Caso Havaianas revela como símbolos banais se transformam em gatilhos emocionais na ceia de Natal em tempos de polarização.
Quando até a sorte parece ter opinião, nenhum símbolo passa ileso. A recente polêmica envolvendo a Havaianas tomou as redes sociais com vídeos de boicote, sandálias jogadas no lixo e substituições imediatas por marcas concorrentes. À primeira vista, a reação soa desproporcional. Mas a pergunta central não é sobre o produto é sobre o que ele passou a representar.
Durante décadas, a Havaianas ocupou um espaço quase neutro no imaginário brasileiro. Um item democrático, presente do amigo secreto ao réveillon, associado à ideia de conforto, informalidade e até sorte especialmente no ritual de pular as sete ondinhas com o pé direito. O problema surge quando esse símbolo cotidiano entra no território da identidade política.
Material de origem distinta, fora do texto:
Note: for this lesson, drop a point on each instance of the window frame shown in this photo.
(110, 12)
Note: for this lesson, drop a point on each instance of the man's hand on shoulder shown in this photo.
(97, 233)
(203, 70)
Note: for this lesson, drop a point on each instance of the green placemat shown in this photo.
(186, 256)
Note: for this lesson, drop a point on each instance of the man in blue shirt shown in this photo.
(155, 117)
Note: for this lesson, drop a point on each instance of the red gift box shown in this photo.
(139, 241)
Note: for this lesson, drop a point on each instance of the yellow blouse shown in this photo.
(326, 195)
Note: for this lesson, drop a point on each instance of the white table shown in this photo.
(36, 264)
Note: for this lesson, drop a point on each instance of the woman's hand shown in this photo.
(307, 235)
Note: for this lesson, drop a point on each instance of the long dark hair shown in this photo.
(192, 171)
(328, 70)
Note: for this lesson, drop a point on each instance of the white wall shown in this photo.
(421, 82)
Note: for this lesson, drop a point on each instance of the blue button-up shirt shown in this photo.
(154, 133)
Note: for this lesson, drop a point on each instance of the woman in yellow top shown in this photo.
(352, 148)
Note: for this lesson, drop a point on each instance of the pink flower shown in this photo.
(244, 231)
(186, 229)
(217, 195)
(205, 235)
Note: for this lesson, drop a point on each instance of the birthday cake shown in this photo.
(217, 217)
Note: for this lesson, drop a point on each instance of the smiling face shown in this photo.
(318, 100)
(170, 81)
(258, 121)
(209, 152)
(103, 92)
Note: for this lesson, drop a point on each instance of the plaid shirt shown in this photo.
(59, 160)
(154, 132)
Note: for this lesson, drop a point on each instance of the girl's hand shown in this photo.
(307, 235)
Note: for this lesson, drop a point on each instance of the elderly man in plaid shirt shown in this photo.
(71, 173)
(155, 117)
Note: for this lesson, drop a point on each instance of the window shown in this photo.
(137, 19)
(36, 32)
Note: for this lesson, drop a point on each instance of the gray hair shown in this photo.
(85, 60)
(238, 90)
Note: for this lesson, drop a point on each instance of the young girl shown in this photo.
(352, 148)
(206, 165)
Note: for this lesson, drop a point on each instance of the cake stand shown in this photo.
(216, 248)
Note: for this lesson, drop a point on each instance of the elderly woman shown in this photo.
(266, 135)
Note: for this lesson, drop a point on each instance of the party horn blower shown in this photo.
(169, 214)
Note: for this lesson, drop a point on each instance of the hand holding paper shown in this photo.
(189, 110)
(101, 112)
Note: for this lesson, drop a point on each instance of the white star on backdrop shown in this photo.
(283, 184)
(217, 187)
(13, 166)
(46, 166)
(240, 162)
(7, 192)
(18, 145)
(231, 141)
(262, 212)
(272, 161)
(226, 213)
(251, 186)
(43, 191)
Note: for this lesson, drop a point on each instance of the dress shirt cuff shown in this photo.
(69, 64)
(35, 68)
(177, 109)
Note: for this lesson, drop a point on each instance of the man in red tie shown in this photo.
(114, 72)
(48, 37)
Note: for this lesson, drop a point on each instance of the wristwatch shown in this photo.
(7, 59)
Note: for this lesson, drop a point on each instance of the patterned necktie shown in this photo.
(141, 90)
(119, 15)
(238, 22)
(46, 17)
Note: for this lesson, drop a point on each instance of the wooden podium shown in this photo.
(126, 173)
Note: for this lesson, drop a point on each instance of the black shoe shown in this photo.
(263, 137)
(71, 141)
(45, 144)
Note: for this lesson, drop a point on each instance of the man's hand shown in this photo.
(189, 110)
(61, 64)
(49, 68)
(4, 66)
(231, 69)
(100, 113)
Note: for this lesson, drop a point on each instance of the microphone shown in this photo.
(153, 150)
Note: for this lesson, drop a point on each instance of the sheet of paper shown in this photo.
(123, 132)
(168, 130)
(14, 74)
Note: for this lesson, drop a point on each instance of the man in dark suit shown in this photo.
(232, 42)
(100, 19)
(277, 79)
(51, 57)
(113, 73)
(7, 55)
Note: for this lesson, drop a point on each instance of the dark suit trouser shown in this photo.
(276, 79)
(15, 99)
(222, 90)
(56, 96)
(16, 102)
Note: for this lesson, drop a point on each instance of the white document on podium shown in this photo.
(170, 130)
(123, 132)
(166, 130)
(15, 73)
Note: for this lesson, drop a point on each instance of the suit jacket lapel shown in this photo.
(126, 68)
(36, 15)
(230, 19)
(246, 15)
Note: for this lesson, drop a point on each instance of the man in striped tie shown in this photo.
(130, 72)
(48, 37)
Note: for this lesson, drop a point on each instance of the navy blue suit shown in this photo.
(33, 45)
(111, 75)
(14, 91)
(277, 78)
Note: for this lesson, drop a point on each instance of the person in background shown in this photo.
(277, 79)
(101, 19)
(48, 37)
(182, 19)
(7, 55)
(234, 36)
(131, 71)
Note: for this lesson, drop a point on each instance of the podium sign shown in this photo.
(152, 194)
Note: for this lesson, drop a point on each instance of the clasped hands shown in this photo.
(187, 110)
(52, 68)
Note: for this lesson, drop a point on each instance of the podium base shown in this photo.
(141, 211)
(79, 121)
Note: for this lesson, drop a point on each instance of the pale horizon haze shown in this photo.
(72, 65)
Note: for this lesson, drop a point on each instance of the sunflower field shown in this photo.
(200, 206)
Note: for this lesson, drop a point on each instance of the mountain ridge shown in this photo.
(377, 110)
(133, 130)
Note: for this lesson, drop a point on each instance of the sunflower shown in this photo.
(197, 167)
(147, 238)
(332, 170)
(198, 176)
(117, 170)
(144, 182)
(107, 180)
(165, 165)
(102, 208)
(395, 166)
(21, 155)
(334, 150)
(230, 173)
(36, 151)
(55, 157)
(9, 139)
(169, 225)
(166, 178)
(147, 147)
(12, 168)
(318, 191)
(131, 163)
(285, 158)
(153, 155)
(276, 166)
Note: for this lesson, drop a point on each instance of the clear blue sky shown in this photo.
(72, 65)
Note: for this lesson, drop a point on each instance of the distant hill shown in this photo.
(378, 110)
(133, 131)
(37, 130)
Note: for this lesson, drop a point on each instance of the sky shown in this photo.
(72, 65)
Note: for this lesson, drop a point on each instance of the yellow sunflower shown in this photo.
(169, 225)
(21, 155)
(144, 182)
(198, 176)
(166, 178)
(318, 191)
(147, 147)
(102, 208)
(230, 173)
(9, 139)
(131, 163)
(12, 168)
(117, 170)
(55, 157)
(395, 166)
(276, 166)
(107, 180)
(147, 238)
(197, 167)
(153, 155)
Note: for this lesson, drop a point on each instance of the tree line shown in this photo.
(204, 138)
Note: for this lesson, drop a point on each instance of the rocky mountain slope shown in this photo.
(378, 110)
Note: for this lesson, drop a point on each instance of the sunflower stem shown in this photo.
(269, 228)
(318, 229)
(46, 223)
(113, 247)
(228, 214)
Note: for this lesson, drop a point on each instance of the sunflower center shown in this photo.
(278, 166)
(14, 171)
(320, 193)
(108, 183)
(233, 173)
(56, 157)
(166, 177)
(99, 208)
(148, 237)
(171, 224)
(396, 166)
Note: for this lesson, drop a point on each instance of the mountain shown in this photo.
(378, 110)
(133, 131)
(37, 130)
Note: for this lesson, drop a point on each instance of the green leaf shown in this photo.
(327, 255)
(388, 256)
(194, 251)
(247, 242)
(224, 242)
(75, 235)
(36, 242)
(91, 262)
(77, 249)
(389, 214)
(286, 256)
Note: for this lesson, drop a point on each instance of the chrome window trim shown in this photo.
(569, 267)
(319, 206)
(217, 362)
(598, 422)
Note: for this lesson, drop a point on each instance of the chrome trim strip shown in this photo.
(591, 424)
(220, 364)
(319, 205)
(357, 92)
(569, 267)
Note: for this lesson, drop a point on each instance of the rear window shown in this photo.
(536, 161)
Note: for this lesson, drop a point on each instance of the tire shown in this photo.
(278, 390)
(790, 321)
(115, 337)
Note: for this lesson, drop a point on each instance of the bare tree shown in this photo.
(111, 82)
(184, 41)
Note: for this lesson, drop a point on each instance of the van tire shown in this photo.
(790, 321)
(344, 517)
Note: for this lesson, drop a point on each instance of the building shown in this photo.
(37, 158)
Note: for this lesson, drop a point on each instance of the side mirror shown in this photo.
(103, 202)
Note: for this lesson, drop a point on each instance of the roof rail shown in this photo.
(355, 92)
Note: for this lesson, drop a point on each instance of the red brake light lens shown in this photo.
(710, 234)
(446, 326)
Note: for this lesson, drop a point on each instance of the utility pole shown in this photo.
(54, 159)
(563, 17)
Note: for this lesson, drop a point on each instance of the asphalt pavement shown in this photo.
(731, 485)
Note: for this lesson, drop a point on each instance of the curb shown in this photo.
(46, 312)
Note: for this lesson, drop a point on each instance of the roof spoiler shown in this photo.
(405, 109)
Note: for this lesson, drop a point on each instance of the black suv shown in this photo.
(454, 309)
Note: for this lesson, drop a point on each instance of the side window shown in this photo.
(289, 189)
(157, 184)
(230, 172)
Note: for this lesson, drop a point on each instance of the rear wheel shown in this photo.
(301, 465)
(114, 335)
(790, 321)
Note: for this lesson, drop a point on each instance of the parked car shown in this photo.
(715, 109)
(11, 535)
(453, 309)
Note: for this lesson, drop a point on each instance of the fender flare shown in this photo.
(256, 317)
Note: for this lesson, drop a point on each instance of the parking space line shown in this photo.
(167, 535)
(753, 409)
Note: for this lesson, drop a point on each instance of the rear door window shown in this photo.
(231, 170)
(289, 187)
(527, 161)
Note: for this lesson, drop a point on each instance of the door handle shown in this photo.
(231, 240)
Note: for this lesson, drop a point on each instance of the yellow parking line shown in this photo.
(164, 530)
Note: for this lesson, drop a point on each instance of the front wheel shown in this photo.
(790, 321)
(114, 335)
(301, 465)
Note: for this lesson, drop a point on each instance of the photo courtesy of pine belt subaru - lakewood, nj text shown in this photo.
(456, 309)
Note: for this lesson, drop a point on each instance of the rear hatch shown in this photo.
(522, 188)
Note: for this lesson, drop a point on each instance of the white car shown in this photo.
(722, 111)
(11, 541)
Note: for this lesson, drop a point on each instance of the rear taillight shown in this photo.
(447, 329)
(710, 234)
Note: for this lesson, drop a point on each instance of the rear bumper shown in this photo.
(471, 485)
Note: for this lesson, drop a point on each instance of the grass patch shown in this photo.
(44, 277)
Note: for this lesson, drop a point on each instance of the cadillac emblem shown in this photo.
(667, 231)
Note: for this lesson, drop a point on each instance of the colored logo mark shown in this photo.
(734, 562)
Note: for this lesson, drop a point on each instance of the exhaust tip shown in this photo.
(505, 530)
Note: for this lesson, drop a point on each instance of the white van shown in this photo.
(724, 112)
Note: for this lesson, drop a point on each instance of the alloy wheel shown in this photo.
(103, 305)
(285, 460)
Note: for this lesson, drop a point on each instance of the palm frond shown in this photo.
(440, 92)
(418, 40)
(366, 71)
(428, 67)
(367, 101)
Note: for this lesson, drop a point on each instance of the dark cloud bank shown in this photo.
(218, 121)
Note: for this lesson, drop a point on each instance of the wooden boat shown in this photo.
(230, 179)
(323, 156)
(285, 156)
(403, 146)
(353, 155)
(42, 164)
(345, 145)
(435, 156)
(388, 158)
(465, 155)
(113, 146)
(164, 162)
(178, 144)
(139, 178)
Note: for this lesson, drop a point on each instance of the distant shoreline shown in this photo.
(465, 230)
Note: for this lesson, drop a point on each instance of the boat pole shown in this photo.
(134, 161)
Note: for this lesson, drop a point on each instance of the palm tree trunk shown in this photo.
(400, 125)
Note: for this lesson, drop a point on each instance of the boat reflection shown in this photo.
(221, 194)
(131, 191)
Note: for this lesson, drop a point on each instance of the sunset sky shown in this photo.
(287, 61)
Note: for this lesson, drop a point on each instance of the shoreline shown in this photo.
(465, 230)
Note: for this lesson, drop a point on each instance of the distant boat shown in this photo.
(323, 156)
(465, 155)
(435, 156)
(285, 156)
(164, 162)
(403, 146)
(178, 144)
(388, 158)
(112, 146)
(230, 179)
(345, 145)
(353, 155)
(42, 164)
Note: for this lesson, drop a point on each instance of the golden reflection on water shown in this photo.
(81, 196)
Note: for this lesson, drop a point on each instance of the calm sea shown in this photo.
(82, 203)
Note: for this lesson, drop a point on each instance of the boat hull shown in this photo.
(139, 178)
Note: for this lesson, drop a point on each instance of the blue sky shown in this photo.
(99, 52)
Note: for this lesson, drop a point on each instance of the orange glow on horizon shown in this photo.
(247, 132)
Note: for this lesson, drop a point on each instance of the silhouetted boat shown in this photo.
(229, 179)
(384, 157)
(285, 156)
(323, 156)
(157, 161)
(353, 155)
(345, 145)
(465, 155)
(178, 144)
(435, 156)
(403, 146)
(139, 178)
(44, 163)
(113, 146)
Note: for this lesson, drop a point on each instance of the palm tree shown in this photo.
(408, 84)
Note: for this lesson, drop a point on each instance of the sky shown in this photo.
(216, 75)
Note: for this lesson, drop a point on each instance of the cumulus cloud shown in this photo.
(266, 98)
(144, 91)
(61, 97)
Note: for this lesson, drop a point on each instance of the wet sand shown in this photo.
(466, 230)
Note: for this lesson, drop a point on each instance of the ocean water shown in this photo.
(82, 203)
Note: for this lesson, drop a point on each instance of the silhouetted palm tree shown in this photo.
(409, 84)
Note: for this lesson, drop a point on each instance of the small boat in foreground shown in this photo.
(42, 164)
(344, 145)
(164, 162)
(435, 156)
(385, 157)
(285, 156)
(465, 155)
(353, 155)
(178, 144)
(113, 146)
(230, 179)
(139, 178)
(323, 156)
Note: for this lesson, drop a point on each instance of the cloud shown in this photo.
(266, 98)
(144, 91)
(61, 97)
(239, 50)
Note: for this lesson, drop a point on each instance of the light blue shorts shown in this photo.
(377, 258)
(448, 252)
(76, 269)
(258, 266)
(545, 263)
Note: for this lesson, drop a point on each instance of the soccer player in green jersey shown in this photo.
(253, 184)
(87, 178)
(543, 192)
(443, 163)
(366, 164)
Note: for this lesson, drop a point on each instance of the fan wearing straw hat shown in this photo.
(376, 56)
Ao acionar códigos culturais sensíveis em uma campanha associada à atriz Fernanda Torres conhecida também por seu posicionamento político a marca deixou o campo da neutralidade simbólica e passou a ser interpretada como um sinal de pertencimento. Em um ambiente social altamente polarizado, identidade não aproxima apenas. Ela também exclui.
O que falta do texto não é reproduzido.